The study included 37 children diagnosed with ADHD (29 of whom were boys) and 36 children without the disorder (21 boys). All participants were aged between 9 and 13. While the two groups were age-matched, children without ADHD generally hailed from more affluent backgrounds and showcased superior cognitive ability scores (WISC-IV Similarities and Matrix reasoning) on average.
Each participant completed a set of 70 tasks in the EPELI virtual environment. The tasks start with an animated dragon character giving instructions regarding the tasks to be done. The child has a maximum of 90 second for each task. The scenario finishes when the child completes all the tasks or when the time limit for a task expires. The total duration of the procedure was 25-35 minutes. The VR headset tracked eye movements of the child using it.
Findings indicated that the ADHD group scored lower on the EPELI tasks. They demonstrated decreased task efficiency, struggled with virtual navigation, were more active with their controllers, and took more actions than their counterparts. Furthermore, ADHD children exhibited shorter and less intense saccades – quick, voluntary eye shifts between points of interest. Children with ADHD also had longer eye fixation durations (periods when eyes look at one point) compared to the control group.

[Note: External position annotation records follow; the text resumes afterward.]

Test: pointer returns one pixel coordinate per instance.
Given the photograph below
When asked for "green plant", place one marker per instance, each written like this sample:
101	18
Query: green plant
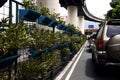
13	38
30	4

To analyze the eye movement data, the researchers employed a Support Vector Machine (SVM) classifier, a machine learning algorithm ideal for classification tasks. This classifier aims to maximize differences between groups based on available data. Using eye fixation duration, saccade duration, and amplitude as inputs, the procedure successfully classified 84% of ADHD children and 78% from the control group.
“To conclude, our study showed that eye movements recorded in naturalistic setting provide a promising behavioral marker for ADHD assessment, which can be used to predict the diagnosis with excellent accuracy. Demonstrating the performance of VR eye tracking for differential diagnostics and reproducibility of the present results, however, needs further research,” the study authors concluded.
The study makes an important contribution to developing novel ways to diagnose ADHD. However, it should be noted that the sample of participants was small, and the two groups differed on a number of characteristics. Results on a larger sample and with groups that are better matched might not be the same.
The study, “Eye movement behavior in a real‑world virtual reality task reveals ADHD in children”, was authored by Liya Merzon, Kati Pettersson, EevaT.Aronen, Hanna Huhdanpää, Erik Seesjärvi, Linda Henriksson, W. Joseph MacInnes, Minna Mannerkoski, Emiliano Macaluso, and Juha Salmi.